Pelayanan kesehatan adalah hak fundamental yang harus dijamin oleh setiap pemerintahan bagi seluruh warganya. Namun, kenyataan di lapangan menunjukkan bahwa banyak orang masih mengalami kesulitan dalam mendapatkan akses terhadap layanan kesehatan yang memadai. Salah satu contoh konkret terdapat di Kabupaten Kotabaru, Kalimantan Selatan, di mana Ombudsman Republik Indonesia mendapati adanya puskesmas yang tidak memiliki dokter.
Hal ini berakibat pada terbatasnya pelayanan medis bagi masyarakat, yang harus menunggu berlama-lama atau mencari pengobatan di wilayah lain. Situasi ini jelas mencerminkan adanya maladministrasi dalam sektor pelayanan publik.
Dari sudut pandang administrasi publik, tidak adanya dokter di fasilitas kesehatan yang dikelola oleh negara mencerminkan lemahnya sistem pengelolaan, terutama dalam hal perencanaan dan penyebaran tenaga kesehatan sedangkan puskesmas mempunyai peranan penting sebagai lini pertama dalam pelayanan kesehatan.
Masalah ini juga bukan hanya lokal, tetapi juga bersifat nasional. Masih banyak puskesmas di berbagai daerah yang tidak memiliki dokter, terutama di lokasi-lokasi terpencil. Ketidakmerataan penempatan tenaga medis antara kota dan desa menjadi penyebab utama minimnya akses terhadap layanan kesehatan yang fundamental.
Dari sudut pandang kewarganegaraan, situasi ini menciptakan sebuah ironis. Negara harus memastikan hak atas kesehatan bagi setiap individu terpenuhi. Hal ini tertuang dalam Undang-Undang Dasar Republik Indonesia Tahun 1945 Pasal 28H ayat (1) yang menyatakan bahwa setiap individu berhak mendapatkan akses ke layanan kesehatan. Di samping itu, Pasal 34 ayat (3) juga menegaskan bahwa negara memiliki tanggung jawab untuk menyediakan fasilitas layanan kesehatan yang memadai bagi rakyat.
Dengan demikian, tidak adanya dokter di puskesmas dapat ditafsirkan sebagai suatu tanda bahwa negara masih belum menjalankan perannya secara optimal dalam memenuhi hak dasar warganya.
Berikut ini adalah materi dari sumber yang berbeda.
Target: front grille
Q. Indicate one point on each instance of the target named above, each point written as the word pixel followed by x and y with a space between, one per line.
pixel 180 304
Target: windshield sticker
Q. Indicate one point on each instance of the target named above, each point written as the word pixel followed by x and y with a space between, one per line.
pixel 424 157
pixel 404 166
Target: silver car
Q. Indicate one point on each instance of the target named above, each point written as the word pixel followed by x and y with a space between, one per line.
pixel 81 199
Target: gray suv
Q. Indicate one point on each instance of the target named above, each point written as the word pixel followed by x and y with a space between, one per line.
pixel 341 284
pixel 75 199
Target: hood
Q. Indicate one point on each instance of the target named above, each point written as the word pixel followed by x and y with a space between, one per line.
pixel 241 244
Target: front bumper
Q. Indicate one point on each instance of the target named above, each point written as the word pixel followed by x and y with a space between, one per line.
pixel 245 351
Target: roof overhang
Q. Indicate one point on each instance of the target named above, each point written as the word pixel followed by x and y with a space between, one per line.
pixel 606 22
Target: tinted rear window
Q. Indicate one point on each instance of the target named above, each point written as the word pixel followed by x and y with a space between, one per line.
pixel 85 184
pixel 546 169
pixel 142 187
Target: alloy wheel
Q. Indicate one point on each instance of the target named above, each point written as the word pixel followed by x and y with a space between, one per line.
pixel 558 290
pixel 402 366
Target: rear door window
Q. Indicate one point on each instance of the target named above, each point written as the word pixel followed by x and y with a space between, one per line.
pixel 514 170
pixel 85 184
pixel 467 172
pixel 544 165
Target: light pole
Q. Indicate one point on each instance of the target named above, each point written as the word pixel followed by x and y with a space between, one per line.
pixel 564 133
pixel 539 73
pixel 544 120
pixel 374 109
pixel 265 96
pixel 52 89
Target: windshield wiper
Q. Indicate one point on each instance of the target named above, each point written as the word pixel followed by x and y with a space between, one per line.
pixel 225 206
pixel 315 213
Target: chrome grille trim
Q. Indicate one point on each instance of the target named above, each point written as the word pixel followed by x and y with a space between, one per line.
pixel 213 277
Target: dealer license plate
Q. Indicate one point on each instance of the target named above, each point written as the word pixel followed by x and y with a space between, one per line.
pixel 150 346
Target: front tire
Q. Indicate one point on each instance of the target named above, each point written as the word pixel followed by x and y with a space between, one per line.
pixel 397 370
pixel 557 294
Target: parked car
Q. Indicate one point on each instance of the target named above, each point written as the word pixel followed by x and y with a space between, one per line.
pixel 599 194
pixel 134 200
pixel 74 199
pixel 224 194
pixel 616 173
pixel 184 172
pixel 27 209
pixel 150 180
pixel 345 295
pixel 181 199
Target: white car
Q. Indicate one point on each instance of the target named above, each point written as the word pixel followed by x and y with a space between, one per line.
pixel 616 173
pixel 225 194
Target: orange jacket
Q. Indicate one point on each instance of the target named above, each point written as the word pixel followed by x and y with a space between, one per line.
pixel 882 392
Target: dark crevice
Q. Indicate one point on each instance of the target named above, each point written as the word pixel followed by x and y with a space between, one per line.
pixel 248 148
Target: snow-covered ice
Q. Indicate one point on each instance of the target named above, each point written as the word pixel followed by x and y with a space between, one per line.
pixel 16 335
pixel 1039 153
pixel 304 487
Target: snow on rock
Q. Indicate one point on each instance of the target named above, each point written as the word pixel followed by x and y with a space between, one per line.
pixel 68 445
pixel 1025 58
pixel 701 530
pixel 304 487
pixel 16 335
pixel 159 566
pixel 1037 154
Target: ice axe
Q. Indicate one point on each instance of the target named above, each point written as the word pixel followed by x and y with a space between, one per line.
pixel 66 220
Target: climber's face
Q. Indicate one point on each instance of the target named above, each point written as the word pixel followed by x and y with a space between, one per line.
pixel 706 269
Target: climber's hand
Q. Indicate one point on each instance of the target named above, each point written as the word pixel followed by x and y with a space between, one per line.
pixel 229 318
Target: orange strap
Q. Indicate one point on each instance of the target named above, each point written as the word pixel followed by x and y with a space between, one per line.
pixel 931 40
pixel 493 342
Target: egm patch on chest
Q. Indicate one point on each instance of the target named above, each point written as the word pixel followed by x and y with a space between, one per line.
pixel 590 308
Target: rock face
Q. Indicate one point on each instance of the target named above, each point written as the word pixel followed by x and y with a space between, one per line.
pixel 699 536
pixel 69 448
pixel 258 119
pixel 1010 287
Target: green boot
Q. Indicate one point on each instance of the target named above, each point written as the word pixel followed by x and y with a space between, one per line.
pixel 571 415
Ini juga sejalan dengan ketentuan dalam Undang-Undang Nomor 25 Tahun 2009 tentang Pelayanan Publik yang mensyaratkan penyelenggara layanan publik untuk menawarkan layanan yang berkualitas, cepat, dan mudah diakses oleh masyarakat.
Untuk mengatasi isu ini, dibutuhkan tindakan strategis dari pihak pemerintah, terutama Kementerian Kesehatan. Salah satu kebijakan yang cocok adalah peningkatan kuota pendidikan untuk kedokteran sesuai dengan yang diusulkan oleh Presiden Republik Indonesia, Prabowo Subianto. Kebijakan ini sangat penting sebagai solusi jangka panjang untuk mengatasi kekurangan tenaga medis. Namun, hanya menambah jumlah dokter tidaklah cukup tanpa diimbangi dengan pemerataan distribusi mereka.
Pemerintah harus memberikan insentif yang menarik bagi tenaga medis yang bersedia bertugas di daerah terpencil, dan juga memperkuat kolaborasi dengan institusi pendidikan agar para lulusan dokter diarahkan untuk melayani di area yang membutuhkan. Di sisi lain, pemanfaatan layanan telemedicine dapat berfungsi sebagai solusi sementara untuk menjangkau masyarakat yang berada di daerah dengan jumlah tenaga medis yang terbatas.
Dengan demikian, masalah puskesmas yang tidak memiliki dokter bukan sekadar isu teknis, melainkan cerminan dari tanggung jawab pemerintah yang belum sepenuhnya terpenuhi. Negara tidak boleh mengabaikan hak kesehatan warganya. Pemerintah harus memastikan bahwa setiap individu, tanpa pengecualian, mendapatkan akses yang setara kepada layanan kesehatan yang memadai. Tanpa adanya komitmen yang kuat dalam memperbaiki sistem pelayanan kesehatan, pencapaian cita-cita untuk mewujudkan kesejahteraan sosial bagi seluruh rakyat Indonesia akan menjadi sangat sulit.